Into the Inferno - Earl Emerson [21]
“You always say we’d sleep through a nuclear saster,” said Britney.
“Nuclear disaster, honey. And I didn’t hear my alarm.”
“Buzzing for hours,” said Allyson.
“Yup,” confirmed Britney, sighing. “I don’t know what you’re going to do about breakfast.”
“I’ll grab a bite at the station.”
“Dad, what happened to your hands?” Allyson picked up my right hand and showed it Britney.
“Oh, ick,” said Britney as the front doorbell rang. “Looks like you got into the Elmer’s Glue.” She rolled off the bed and sprinted for the front door. “That’s Morgan.”
“Don’t open up to strangers,” I said.
“You know who it is, Dad,” Allyson said.
Morgan was sixteen and lived next door. Baby-sitting for me was an easy-money summer job for her and a pleasant experience for my girls, partly because she looked on them as contemporaries and shared her secrets about boys and high school, partly because she brought over makeup and showed them how to apply it. Seven and nine, going on seventeen and nineteen, my girls shared a thousand little confidences with Morgan that I wasn’t supposed to know about, including the fact that Morgan had a crush on me.

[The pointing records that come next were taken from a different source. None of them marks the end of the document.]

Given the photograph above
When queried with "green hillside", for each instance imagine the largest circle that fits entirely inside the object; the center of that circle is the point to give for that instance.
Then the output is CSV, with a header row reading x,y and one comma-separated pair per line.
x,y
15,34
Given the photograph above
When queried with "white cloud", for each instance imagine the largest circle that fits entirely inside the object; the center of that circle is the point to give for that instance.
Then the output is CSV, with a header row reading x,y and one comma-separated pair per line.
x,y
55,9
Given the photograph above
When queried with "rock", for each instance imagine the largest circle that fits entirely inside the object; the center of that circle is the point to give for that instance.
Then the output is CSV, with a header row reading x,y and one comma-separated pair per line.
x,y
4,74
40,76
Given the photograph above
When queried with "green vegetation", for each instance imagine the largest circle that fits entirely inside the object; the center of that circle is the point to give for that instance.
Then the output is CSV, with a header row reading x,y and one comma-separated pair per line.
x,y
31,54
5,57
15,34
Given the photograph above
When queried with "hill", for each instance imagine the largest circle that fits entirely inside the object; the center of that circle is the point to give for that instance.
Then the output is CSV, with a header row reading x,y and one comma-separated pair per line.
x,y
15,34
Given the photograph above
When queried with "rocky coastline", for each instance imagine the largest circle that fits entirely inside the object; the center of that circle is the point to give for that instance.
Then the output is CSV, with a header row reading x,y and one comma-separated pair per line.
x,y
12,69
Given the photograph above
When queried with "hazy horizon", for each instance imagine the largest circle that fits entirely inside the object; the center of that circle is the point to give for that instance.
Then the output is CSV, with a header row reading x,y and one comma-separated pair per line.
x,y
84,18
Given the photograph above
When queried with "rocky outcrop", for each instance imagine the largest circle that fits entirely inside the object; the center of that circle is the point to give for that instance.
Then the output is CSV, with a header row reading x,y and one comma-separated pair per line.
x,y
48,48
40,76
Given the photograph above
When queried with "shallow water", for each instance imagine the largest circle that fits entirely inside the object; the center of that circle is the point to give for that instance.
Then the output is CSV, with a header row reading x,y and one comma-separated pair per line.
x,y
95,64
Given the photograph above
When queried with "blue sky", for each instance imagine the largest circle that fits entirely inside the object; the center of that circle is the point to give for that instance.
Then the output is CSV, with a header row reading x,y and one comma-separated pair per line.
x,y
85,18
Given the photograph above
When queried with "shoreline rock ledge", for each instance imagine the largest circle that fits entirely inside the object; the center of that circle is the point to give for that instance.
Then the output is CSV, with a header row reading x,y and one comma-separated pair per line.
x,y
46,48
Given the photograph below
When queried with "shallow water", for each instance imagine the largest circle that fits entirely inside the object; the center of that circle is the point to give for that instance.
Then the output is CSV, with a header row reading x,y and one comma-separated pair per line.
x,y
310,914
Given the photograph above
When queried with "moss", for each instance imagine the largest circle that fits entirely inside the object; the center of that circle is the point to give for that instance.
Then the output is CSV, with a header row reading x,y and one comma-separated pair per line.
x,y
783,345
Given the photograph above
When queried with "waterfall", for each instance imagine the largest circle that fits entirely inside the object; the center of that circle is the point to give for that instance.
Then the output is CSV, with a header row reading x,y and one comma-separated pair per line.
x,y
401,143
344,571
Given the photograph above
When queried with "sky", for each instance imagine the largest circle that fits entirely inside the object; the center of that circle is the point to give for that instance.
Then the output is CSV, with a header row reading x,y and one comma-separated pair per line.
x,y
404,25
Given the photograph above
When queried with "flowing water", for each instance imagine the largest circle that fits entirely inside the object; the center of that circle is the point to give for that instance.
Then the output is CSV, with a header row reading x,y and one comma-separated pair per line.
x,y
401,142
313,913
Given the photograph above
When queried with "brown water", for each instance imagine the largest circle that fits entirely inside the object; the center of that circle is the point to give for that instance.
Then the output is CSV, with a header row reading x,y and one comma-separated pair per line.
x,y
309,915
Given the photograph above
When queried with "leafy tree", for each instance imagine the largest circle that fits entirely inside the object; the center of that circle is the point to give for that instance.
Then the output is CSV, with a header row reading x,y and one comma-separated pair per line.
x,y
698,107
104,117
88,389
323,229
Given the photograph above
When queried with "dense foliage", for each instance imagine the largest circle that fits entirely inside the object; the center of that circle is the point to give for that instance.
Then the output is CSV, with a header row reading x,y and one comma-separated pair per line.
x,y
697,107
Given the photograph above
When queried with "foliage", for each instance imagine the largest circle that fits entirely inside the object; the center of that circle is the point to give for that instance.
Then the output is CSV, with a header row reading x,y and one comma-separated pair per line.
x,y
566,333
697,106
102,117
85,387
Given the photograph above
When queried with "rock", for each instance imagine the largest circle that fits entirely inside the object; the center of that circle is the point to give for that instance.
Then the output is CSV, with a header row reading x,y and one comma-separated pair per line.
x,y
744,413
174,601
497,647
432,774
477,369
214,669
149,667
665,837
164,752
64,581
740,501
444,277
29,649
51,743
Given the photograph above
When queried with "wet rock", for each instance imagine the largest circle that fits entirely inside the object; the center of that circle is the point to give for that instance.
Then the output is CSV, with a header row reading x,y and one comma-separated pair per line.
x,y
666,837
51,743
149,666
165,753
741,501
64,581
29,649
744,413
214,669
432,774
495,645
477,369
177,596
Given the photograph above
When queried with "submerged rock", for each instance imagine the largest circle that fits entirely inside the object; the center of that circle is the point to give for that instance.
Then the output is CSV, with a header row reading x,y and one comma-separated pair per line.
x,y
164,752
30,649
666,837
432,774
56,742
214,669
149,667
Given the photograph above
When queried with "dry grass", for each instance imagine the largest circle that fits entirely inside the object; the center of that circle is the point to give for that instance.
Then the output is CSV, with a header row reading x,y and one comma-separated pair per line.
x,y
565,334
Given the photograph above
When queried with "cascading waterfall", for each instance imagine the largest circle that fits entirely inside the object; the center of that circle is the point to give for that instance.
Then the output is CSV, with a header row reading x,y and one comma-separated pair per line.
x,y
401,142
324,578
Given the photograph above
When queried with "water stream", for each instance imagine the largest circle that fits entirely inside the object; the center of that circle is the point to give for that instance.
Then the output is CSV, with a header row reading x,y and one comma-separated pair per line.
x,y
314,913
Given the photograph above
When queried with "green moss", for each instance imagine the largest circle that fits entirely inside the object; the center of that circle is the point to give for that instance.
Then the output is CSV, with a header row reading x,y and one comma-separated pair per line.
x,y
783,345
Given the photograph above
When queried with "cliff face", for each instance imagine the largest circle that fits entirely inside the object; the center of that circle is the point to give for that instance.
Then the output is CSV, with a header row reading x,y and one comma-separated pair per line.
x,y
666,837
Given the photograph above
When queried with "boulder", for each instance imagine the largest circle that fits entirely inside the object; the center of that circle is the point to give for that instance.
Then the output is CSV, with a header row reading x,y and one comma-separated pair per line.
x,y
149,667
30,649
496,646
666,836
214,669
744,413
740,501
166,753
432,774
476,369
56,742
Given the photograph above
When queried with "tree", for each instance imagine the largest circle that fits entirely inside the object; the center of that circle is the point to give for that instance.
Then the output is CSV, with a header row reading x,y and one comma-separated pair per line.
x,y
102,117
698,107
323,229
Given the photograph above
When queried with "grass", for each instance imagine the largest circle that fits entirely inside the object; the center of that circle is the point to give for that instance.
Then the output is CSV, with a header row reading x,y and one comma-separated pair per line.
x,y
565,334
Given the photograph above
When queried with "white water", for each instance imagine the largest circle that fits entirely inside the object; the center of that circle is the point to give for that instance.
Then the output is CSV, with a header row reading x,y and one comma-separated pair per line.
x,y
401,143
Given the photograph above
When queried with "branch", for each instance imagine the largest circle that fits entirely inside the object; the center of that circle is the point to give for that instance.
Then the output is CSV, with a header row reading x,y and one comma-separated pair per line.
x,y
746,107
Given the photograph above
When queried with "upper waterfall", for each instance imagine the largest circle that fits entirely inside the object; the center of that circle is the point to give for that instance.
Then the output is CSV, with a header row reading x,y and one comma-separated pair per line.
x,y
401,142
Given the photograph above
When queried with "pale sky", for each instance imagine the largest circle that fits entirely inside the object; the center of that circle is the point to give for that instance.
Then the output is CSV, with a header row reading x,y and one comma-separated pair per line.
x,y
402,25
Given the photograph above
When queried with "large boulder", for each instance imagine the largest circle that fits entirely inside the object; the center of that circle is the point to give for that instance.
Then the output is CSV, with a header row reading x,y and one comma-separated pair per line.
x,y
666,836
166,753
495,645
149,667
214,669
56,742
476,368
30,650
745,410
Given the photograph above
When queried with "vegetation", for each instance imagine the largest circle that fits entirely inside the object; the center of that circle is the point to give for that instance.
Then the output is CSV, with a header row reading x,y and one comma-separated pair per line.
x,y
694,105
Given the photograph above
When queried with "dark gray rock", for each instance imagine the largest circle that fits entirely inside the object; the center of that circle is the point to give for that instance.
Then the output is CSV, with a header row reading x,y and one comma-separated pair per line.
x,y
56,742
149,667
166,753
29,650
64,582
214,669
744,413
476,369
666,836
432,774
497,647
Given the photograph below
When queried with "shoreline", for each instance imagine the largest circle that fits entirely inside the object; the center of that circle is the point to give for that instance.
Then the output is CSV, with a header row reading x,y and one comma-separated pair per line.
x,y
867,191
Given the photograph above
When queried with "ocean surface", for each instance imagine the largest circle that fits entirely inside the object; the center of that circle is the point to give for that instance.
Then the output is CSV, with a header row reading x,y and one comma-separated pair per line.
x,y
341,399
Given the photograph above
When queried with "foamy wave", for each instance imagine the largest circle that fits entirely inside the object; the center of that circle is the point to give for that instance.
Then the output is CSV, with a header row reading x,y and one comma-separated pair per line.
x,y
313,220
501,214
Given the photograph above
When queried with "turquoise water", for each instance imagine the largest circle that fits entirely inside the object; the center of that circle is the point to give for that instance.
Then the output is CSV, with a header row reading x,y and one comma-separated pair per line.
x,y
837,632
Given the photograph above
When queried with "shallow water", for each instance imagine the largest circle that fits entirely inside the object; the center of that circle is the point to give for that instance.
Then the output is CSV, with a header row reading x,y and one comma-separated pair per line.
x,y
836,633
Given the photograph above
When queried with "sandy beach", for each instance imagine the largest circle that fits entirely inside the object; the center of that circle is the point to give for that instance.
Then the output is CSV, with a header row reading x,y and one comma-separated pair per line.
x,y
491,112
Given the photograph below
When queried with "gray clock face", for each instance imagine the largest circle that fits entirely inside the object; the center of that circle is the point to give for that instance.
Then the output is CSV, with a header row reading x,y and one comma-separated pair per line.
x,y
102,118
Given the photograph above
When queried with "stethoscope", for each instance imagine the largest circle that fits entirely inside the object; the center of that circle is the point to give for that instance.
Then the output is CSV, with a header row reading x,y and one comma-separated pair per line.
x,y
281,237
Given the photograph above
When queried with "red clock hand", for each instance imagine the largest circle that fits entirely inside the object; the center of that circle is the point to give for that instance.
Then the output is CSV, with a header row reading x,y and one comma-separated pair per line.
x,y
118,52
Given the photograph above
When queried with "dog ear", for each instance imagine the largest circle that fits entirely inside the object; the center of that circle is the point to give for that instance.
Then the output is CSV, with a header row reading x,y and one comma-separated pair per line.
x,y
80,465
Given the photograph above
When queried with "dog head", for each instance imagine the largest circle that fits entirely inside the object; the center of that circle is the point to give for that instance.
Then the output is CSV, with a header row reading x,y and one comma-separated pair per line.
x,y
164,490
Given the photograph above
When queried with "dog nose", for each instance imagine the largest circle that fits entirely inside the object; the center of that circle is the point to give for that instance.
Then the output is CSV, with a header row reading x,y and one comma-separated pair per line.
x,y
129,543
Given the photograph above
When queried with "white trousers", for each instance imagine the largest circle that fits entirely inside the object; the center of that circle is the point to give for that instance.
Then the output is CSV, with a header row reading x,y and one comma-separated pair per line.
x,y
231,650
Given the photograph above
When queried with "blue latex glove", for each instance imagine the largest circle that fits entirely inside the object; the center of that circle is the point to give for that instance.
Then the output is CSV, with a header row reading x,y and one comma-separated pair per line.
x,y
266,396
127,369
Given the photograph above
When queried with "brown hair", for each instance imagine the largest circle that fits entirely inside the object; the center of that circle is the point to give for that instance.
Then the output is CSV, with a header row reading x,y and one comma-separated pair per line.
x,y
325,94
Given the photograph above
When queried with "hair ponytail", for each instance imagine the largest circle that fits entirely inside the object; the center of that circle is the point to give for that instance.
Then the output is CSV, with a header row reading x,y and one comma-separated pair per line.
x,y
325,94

We were in the same house the girls and I had lived in with Lorie, a rambler on two and a half acres just north of the main section of town. A fixer-upper that had taken five years to bang into shape. When the girls came along, Lorie quit work and our budget became strained at about the same pace as our relationship.
We’d never had water in the basement, but for the last three years during the spring or early winter the Snoqualmie River, normally two hundred yards distant, flooded the road in front of our house. Three years ago when it flooded, I bunked at the firehouse, Lorie and the girls at the mayor’s place on the other side of town. That was when I should have guessed about the mayor and Lorie.
We lived at the end of a short dirt road. Morgan Neumann and her mother lived next door on five acres, a well-worn path between the houses. A vacant field buffered us from the two-lane paved road. To the south there were horses on leased land, untended apple trees squatting here and there in the surrounding fields, a few alders, and at least one tall pine.
Our most recent topic of conversation around the dinner table was whether or not Allyson could have a horse. At nine, I didn’t feel she was old enough to take care of it, and with two girls and Eustace, our cat, under my wing already, I didn’t need the extra chores. Still, the folks at work had a pool going that there’d be a horse in our pasture before the year was out. Sometimes I thought the guys at work knew me better than I knew myself.
When I climbed out of bed, my legs felt weak and jittery, as if I’d been running uphill all night, but then after I got moving my thighs began to regain some of their strength. My head was throbbing.
Standing over the toilet bowl, I saw that the backs of both hands were scaly, as if they’d been sunburned and were peeling, except they weren’t. I washed and dried my hands, but the waxy-looking substance wouldn’t come off. Hand lotion didn’t help.
“Morning, Mr. Swope,” said Morgan Neumann when I went downstairs, still rubbing my hands.
“Morning, Morgan. There’s twenty dollars on the fridge if you need groceries. I’ll be at the station if you want to get hold of me. Unemployment Beach is not okay, but a video from Blockbuster is. G or PG.”
“Daddy, I want to go to the beach,” Allyson said.
“Not without me. That current’s faster than it looks. It’ll sweep you away like a bug on a rug.”
“We don’t need no video, Daddy,” Britney said.
“You don’t need a video.”
“That’s what I said. We’re going to play house.”
“No, we aren’t,” Allyson said. “We’re going to mop the kitchen floor, and then I’m going to read my book. Morgan’s going to surf the Internet.”
“I am not,” Morgan protested.
“It’s okay, Morgan. Just don’t let the house burn down.”
“Thank you, Mr. Swope. You’re the greatest.” Knowing Morgan had a pinch of Eddie Haskell in her, I was always a little leery when she turned on the applause spigot.